In view of these regulatory developments, any invention based on DSI sourced from India now requires prior approval from the NBA before filing for intellectual property rights. Patent applications must thus demonstrate compliance through ABS documentation and the agreed BS processes. Filing a foreign patent application without NBA approval can lead to penalties, and the patent may be challenged or invalidated later.
South Africa’s ABS framework under its biodiversity law likewise mandates PIC and MAT for commercial access to both biological resources and associated traditional knowledge.
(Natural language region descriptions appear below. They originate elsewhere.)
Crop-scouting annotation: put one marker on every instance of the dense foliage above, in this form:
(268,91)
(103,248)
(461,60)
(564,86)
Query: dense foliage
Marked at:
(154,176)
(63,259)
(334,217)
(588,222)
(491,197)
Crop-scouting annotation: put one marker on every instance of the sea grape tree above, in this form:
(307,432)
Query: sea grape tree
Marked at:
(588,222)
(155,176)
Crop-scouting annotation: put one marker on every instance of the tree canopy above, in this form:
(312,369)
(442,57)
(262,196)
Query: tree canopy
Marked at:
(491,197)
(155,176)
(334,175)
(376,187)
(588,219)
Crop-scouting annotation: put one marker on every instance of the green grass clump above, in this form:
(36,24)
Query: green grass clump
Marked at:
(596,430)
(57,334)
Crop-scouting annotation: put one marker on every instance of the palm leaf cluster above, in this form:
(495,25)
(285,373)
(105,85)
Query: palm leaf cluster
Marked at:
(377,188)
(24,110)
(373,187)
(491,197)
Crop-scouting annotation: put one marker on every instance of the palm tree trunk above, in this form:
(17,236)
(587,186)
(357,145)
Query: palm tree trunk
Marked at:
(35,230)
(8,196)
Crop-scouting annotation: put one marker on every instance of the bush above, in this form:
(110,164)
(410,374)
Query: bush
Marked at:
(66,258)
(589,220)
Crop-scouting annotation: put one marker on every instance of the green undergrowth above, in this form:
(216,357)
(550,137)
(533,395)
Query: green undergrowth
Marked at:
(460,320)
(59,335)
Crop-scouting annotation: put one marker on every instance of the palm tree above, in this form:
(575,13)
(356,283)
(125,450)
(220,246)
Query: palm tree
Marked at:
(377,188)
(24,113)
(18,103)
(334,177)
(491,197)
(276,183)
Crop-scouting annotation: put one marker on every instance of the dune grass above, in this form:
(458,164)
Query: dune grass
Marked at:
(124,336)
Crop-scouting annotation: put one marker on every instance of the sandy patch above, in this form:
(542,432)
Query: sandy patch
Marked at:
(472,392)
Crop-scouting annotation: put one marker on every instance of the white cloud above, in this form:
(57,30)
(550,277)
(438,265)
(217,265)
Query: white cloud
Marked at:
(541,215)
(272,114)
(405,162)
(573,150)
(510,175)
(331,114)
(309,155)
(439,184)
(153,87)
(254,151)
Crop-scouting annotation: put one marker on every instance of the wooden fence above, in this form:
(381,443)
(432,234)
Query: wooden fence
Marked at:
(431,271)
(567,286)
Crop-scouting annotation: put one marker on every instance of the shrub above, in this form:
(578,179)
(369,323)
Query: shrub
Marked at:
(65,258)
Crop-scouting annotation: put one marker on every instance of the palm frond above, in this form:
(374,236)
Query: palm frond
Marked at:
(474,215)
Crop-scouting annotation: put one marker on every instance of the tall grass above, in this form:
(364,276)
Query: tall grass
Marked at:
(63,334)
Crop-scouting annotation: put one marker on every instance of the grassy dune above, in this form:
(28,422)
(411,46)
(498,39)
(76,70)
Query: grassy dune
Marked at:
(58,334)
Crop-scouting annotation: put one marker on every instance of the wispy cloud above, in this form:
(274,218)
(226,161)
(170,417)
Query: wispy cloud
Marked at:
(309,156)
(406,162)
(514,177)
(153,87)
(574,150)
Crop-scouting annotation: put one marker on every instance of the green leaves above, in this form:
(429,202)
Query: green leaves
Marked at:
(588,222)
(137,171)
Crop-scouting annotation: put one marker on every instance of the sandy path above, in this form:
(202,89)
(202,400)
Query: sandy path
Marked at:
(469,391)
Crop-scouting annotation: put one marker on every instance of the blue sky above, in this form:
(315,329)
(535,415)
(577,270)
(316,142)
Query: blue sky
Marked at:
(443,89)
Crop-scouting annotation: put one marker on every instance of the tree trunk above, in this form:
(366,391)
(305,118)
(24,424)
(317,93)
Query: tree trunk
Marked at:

Its national ABS regulations embed DSI utilization within the same legal structure as tangible GRs. In particular, South Africa’s 2013 amendment to its National Environmental Management: Biodiversity Act, 2004, contains a definition of GRs that includes any genetic material, or the genetic potential, characteristics or information of any species, whether gathered from the wild or accessed from any other source. 30 On this basis, South Africa requires benefit sharing from uses of DSI on GRs, whether stored in public or private databases. 31
VI. IMPLICATIONS FOR BIOTECHNOLOGY
Biotechnology developers must integrate ABS compliance into upstream R&D, particularly when using GRs or knowledge from these countries—even if synthetic or digital. Multiple overlapping obligations are possible, such as having to make payments in bilateral ABS deal after paying into the Cali Fund, or multiple, overlapping demands of BS in multiple jurisdictions, perhaps in connection with a plurality of treaties, e.g., CBD/Nagogya, the Plant Treaty, and the BBNJ Agreement.
A World Health Organization (WHO) Secretariat report from 2016 stressed that the manner in which the Nagoya Protocol is implemented will significantly affect the ability of biopharmaceutical researchers in both the public and private sectors to respond to public health crises in a timely manner. 32 Delays or legal barriers in accessing DSI (e.g., pathogen genetic data) could critically slow vaccine or diagnostic development. GSK issued a public policy position article in 2025 making the same point and emphasizing the need for clear, proportional ABS rules and special treatment for pathogens and their genetic data in order to facilitate timely access during public health emergencies. 33
Biotechnology companies are responding by crafting jurisdiction-responsive ABS compliance mechanisms and employing centralized databases to track the use of GRs and related DSI used, jurisdictions, permits, IRCCs, and MAT contracts, thereby facilitating audits and declarations. They often employ R&D contracts that include ABS clauses referencing DSI policies in various jurisdictions, enabling automated red flags when DSI from high-interest regions is utilized. Company and trade groups have also actively engaged in international policy dialogues to shape norms on DSI and ABS, aiming for clarity and global harmonization.